La exposición que vemos en el Thyssen se divide en cinco apartados. El primero corresponde a la etapa más radicalmente impresionista de Renoir, de 1869 a 1880 (la primera exposición del movimiento se celebró en 1874) y en ella encontraremos cuadros memorables. Uno de ellos es el ya mencionado, dedicado a La Grenouillère. Como Renoir arrastró a su amigo Monet hasta ese merendero de moda, se da la circunstancia de que ambos pintaron varios cuadros exactamente desde el mismo punto de vista. Hay otro cuadro magistral, Después del almuerzo (1879), en que una morena y una rubia acompañan a un caballero que aparenta indiferencia mientras, con los ojos cerrados, enciende un cigarro. A comienzos de la década de 1880 Renoir perdió el interés por la experimentación impresionista (incluso dejó de exponer con el grupo). Volvió a dar mayor importancia al dibujo y retomó sus devociones clasicistas, que iban de Rafael a Ingrés (y yo añadirá a Rubens). Este cambio de orientación es muy visible en sus retratos, la segunda sección de la exposición. Entre los mejores aquí presentes se cuenta el de los hermanos Charles y Georges Durand-Ruel, (1882), hijos del célebre marchante. También el titulado La trenza, en el que una muchacha opulenta (Suzanne Valadon, modelo de muchos de estos pintores y luego pintora ella misma) trenza su cabello pensativa.

La Valadon, podemos comprobarlo en las fotografías, tenía un rostro particularmente achatado, sin embargo ese canon redondeado y nada esbelto se convirtió en el habitual de los retratos de Renoir. El pintor había logrado una gran reputación como retratista y son muy numerosas sus obras de este género. Entre su abrumadora producción, que se calcula en más de 6.000 cuadros, la figura femenina y el desnudo, son temas que se repiten una y otra vez. En esta exposición están presentes mediante un conjunto de bañistas, unas veces en plena naturaleza y otras en la intimidad del hogar. Renoir se distingue en esto de sus compañeros impresionistas que, salvo Degas, rechazaban el desnudo por considerarlo académico. Hay dos apartados más, el dedicado a los retratos familiares y el que se centra en el paisaje. La costa de Normadía y algunos enclaves del sur de Italia e incluso la Montaña de Sainte Victoire, que ya por aquellos años pintaba obsesivamente Cezanne, aparecen en estos lienzos.

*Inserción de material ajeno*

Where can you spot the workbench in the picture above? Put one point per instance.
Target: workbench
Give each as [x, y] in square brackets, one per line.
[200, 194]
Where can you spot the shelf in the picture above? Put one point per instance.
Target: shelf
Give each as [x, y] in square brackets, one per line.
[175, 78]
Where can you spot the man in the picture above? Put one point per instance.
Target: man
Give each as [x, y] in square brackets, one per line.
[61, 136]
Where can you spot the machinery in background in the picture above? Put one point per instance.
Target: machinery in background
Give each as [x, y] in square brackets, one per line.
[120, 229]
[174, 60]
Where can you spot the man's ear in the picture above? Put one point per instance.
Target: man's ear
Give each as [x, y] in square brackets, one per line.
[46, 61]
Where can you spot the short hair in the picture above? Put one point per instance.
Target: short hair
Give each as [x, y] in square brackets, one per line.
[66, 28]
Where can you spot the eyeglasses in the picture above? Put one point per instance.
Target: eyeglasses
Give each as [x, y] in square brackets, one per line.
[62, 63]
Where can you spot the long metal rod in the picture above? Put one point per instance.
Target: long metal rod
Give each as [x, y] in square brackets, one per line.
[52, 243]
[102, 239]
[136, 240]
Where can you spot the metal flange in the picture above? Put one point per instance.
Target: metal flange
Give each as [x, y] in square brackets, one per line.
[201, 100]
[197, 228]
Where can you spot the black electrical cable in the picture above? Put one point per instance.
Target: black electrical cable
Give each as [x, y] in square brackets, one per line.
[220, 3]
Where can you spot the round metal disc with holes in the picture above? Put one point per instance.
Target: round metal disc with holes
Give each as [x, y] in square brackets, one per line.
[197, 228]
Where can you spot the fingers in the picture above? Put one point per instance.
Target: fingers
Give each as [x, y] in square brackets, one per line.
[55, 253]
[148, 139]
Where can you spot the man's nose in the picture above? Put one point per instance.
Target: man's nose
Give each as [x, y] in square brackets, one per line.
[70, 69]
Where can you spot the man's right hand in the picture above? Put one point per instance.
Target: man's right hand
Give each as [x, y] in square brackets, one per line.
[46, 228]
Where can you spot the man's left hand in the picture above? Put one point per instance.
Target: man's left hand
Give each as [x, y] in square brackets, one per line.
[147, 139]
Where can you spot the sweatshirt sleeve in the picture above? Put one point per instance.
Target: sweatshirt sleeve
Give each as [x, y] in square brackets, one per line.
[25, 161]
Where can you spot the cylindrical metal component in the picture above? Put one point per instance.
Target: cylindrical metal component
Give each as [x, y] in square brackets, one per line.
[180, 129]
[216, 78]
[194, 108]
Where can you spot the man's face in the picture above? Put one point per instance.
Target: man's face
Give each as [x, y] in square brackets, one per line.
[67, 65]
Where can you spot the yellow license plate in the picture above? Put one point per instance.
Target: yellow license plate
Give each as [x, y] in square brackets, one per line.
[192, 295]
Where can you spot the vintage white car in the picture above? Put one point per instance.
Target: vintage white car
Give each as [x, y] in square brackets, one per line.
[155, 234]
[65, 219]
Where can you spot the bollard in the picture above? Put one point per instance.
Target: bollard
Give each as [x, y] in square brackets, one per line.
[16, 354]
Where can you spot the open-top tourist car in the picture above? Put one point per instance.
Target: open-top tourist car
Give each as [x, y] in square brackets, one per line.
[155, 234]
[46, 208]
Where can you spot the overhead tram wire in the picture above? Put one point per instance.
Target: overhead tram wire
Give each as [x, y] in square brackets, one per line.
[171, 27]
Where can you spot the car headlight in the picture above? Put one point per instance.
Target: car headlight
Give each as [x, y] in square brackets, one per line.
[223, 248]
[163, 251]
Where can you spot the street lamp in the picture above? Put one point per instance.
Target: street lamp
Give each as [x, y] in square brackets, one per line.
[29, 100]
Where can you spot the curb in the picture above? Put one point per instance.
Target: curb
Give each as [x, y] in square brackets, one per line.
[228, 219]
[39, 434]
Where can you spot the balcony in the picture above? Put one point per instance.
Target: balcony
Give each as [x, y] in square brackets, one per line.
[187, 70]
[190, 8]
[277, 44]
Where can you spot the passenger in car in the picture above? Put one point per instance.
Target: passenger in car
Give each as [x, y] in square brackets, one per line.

Renoir fue el autor de algunos cuadros que ocupan por derecho propio un lugar de honor en la historia de la pintura, y de muchos otros que parecen producto de una especie de frenesí, de un priapismo del pincel. Al final de su vida, aquejado de un terrible reuma, le ataban el pincel a la mano vendada, exhausta de pintar tanto color, tanta carne, tanta luz.